I recently had the opportunity to attend a non-credit union conference called Content Marketing World. This conference brought more than 2,600 individuals from over 50 countries to Cleveland, OH for a week. I had the opportunity to learn from great brands like Progressive, Verizon, REI, Delta Faucet, and countless others about what they are doing to make an impact in content marketing.
Many of you are probably asking yourself, “What is ‘content marketing’ anyway?” The technical definition states: content marketing is a marketing technique of creating and distributing valuable, relevant and consistent content to attract and acquire a clearly defined audience – with the objective of driving profitable customer action.
To me, content marketing is anything that enhances your brand to make your current or potential members/customers more likely to buy from you instead of your competitor. This can be done using social media, videos, blogs, white papers, infographics, and countless other techniques. The goal, however, remains the same: differentiate to show people why you are the right choice for them when it is time to make a buying decision.
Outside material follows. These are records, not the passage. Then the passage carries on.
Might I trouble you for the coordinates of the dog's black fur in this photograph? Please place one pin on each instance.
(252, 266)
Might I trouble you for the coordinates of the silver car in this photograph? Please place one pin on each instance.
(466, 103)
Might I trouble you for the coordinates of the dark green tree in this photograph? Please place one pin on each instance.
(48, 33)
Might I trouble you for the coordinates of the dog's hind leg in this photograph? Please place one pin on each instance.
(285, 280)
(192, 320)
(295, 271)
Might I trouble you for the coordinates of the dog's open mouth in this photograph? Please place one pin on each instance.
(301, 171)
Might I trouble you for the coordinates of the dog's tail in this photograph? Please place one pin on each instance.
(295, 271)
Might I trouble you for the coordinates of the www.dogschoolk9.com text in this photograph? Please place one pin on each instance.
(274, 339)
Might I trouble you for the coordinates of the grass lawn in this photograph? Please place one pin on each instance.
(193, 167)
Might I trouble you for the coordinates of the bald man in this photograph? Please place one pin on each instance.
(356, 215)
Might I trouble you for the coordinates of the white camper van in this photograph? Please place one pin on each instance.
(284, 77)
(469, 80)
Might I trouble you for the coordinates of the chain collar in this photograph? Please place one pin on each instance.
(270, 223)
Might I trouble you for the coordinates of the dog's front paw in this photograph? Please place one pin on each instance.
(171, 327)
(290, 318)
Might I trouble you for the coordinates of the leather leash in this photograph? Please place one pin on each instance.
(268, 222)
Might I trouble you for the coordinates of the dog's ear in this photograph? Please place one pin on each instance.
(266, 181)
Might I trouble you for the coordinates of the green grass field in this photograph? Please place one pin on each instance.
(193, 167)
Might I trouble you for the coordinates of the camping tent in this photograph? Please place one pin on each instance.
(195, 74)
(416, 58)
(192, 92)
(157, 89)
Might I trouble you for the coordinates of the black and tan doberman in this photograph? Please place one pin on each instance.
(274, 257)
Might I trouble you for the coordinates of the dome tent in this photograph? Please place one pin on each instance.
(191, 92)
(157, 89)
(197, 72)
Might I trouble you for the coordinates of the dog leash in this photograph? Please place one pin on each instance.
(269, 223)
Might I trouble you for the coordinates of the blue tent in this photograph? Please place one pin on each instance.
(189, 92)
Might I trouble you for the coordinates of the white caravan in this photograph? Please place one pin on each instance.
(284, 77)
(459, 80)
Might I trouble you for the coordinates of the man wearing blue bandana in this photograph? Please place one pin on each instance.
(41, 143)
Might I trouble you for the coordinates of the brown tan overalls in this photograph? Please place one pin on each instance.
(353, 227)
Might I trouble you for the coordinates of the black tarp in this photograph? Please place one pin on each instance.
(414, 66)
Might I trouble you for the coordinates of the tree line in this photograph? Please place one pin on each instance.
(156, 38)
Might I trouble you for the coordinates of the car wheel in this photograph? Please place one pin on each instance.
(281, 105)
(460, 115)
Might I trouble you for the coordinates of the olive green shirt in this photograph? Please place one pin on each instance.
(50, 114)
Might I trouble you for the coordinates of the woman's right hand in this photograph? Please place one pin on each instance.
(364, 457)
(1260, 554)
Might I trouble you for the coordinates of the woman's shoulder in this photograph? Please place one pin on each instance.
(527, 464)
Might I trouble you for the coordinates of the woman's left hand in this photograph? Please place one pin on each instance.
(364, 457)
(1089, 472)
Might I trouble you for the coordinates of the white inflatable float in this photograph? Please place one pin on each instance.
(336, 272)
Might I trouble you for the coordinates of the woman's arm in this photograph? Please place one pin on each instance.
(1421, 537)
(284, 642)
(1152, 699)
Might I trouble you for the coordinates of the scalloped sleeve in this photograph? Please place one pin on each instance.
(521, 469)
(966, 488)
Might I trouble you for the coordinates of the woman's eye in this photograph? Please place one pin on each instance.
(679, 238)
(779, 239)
One of the speakers made a good point about the way people buy things these days. It isn’t as cut and dry as it once was. These days people are flying a million directions at a time (I recently heard a statistic that people interrupt themselves to do other things every three minutes). The internet has changed the way people find goods and services and being top of mind is difficult. The speaker started talking about meatloaf, which took him on a long journey of finding a picture of meatloaf for his presentation on Flickr, which then went to finding a recipe at AllRecipes.com, which mentioned a “meatloaf pan” and so he went to Amazon to buy one…after many more steps, he found out that the singer, Meatloaf, was in town and he bought tickets on Ticketmaster to attend the concert. With such a confusing path to purchasing these days, how can any brand – especially a credit union – keep up?
Content marketing is a good start. You can answer the questions at the “trigger point” that get people moving along the path to a purchase. One realization I came to at this conference is that we are potentially fighting with the countless other lenders at the point of “I am ready to buy a house” (or car, or credit card, etc.) instead of being the one person that is playing in the game when that potential buyer does a Google search for “How to buy a house?” a year before.
What content can you put in place to help you be the financial institution that comes up in these searches? What are the right questions to ask and how can we provide the best answer? That is what I am focusing on in my content marketing. What about you?